The Pontificale Romano-Germanicum of the mid-tenth century contains a prayer for a rite to cleanse a church from sexual desecration, lest it invite God’s wrath. (A Dominican preacher ascribed lightning strikes that hit churches to the sexual sins committed within them.) Hildegard of Bingen lamented those who “defile that dedication originated by Jacob by polluting holy places with…the impure seed of adultery or fornication.” That such prayers and penances were assigned means the offenses were not hypothetical. Sex between a confessor and a penitent was not uncommon. Two knights having affairs with the queen of Navarre and her sister-in-law confessed to consummating their adultery in holy precincts. (As a practical matter, in a society that afforded amorous couples little privacy, churches provided a spaces for amorous activities.)
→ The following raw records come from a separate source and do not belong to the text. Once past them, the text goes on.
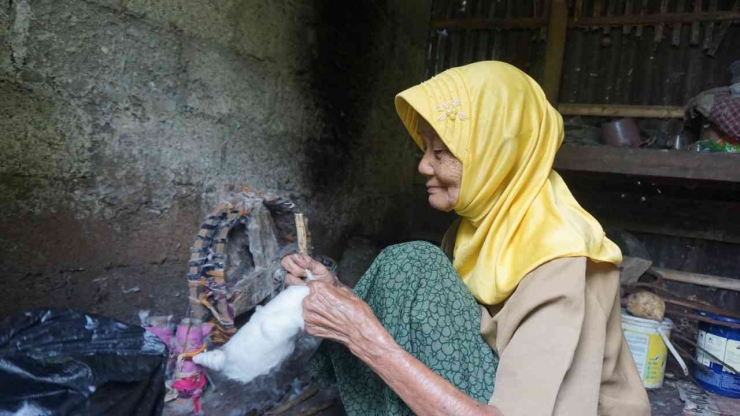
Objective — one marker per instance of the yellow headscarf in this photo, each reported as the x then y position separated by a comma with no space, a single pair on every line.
517,213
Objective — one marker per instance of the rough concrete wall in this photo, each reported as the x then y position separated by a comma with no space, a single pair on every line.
121,121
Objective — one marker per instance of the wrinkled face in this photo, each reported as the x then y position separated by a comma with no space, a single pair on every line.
441,168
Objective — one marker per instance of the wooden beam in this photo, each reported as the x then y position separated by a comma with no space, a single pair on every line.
601,21
613,110
488,24
555,49
699,279
720,167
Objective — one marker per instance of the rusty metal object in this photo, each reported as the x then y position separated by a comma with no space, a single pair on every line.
232,263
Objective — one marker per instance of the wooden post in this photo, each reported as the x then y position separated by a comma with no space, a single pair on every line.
555,50
301,226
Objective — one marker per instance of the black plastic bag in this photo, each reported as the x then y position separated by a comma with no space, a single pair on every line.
63,362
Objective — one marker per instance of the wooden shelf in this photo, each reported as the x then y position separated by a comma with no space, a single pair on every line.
721,167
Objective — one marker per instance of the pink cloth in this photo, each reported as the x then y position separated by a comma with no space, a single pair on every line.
191,386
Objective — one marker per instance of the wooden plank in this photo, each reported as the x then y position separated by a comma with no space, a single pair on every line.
628,12
720,167
555,49
699,279
696,26
678,27
724,27
597,10
614,110
489,23
646,211
661,27
603,21
643,12
709,32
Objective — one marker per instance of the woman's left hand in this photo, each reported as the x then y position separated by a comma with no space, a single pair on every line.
336,313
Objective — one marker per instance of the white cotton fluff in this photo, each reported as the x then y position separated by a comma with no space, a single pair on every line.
264,342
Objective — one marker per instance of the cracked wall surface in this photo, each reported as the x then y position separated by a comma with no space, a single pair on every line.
122,120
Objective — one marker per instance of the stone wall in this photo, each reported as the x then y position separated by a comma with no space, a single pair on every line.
122,120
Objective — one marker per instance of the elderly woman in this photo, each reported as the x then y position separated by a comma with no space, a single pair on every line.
525,318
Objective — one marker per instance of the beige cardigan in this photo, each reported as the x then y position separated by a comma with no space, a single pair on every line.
560,344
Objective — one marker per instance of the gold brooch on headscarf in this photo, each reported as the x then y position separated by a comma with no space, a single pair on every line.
451,111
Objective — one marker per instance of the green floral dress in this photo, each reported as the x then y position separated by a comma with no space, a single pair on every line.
419,298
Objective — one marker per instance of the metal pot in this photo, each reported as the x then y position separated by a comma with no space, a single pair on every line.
621,133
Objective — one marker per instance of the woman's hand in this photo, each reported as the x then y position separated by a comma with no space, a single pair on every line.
335,313
296,266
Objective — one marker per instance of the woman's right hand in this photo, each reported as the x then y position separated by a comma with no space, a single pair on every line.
296,266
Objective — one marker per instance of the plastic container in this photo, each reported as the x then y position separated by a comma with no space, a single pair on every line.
647,347
724,343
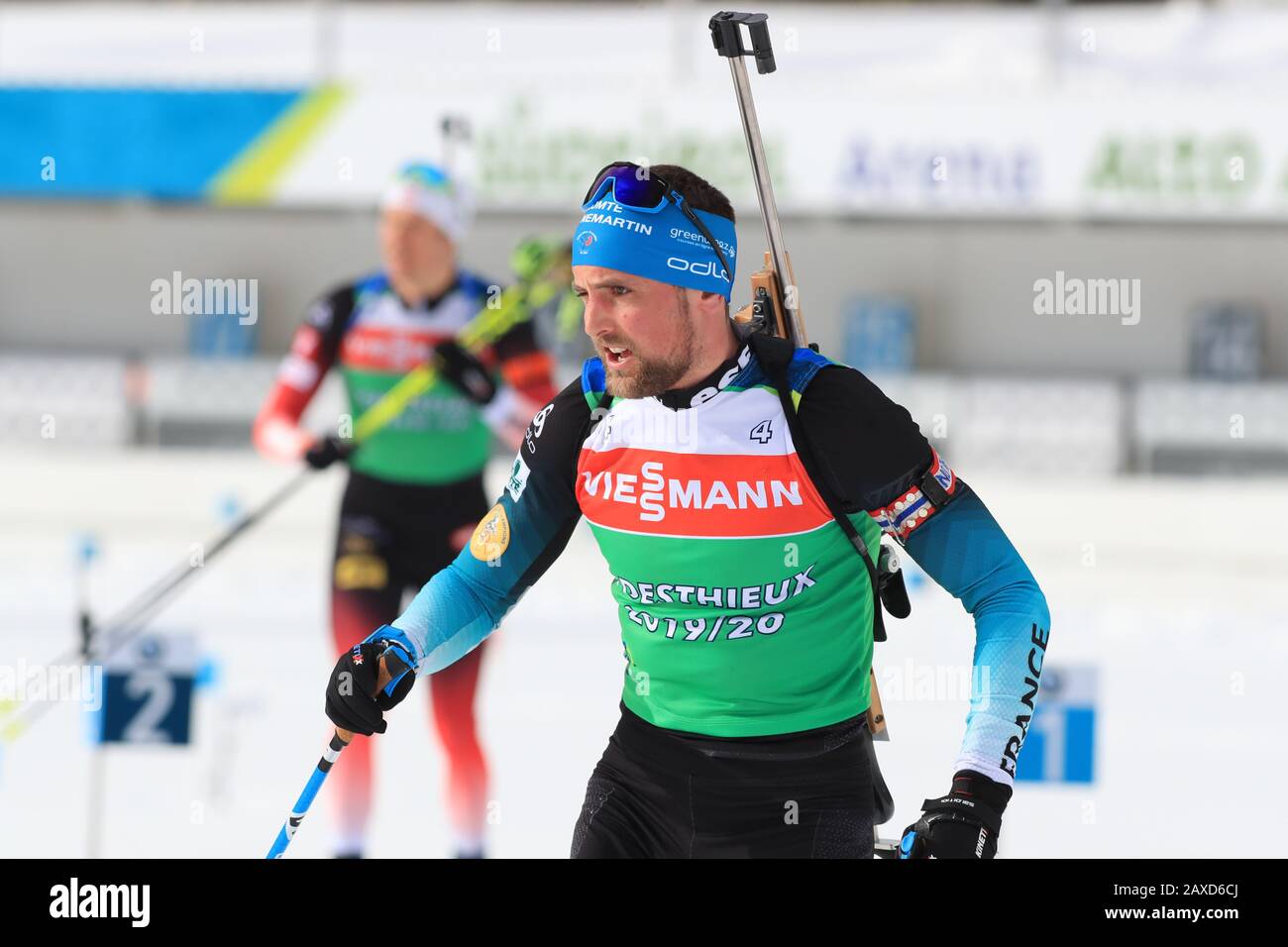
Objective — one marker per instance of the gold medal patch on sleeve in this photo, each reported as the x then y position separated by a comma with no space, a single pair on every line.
490,536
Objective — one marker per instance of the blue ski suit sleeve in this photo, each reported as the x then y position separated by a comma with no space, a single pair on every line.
964,549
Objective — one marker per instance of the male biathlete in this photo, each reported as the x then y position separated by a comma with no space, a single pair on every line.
415,488
746,613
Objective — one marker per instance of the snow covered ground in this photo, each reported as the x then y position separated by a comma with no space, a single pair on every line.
1173,590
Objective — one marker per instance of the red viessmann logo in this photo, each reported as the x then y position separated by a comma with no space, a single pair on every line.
697,493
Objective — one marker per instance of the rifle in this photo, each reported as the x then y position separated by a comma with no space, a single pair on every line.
774,309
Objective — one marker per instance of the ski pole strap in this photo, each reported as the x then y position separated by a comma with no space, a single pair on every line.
774,355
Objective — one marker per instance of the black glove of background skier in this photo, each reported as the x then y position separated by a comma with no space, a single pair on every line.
965,823
467,372
352,698
327,450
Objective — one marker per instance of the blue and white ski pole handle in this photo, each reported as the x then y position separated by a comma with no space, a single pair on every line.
309,793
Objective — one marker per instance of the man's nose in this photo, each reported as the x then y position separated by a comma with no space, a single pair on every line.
595,318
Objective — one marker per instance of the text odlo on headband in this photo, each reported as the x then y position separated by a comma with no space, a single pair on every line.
660,244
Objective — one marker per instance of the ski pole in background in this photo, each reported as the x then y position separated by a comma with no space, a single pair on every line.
452,129
490,324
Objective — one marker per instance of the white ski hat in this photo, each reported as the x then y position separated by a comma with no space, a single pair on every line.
428,191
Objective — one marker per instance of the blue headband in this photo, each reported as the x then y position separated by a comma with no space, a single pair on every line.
661,244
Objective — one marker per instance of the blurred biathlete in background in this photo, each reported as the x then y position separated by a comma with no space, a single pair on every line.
415,488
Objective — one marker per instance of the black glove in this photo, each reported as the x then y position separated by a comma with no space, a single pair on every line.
465,371
352,699
965,823
327,450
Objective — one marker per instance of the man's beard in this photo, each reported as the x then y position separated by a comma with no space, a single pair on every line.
652,376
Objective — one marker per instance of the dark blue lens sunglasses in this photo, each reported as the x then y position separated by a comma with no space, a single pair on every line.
636,185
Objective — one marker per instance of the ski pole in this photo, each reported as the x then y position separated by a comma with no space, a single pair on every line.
339,740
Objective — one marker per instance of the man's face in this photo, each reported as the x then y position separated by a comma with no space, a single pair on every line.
642,329
411,245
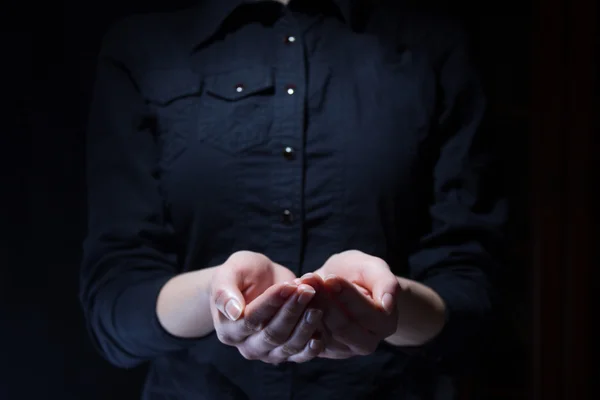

Even in our secular age, the erotic allure of sex in sacred precincts remains. More than one Baptist girl has been covertly fingered in a pew during the sermon. A number of Catholics had to later confess that they had sex in a confessional. Graham Greene is reported to have had sex with his mistress behind altars in Italy. A few years ago, a priest in Louisiana was busted for having sex on his church’s altar with two dominatrices.

My first sexual encounter with the Deaconess was on a sofa in the parish office, but our sexcapades soon took us elsewhere. (As parish ministers, it was easy to access different places for sex.) We fucked in a closet storing old hymnals. We fucked in the vestry. We fucked in the choir loft. We fucked in a pew in the back row. We fucked in the nave in front of the baptismal font.

Having sex in a church poses it’s own particular challenges. Wooden pews and stone floors make copulating difficult (I bent the Deaconess over the back of the pew and railed her from behind), but I’ve found that adrenaline compensates for any physical discomfort. The risk of being caught, while part of the thrill, also demands that the rendezvous occur when one is reasonably sure that the church is empty. (Plus a church’s unique acoustics amplifies the grunts and moans emitted during sex.) Yet that “heat of the flesh” compelled us to commit so damnable a sin.

And hearing the Deaconess gasp “Oh, God” made it worthwhile.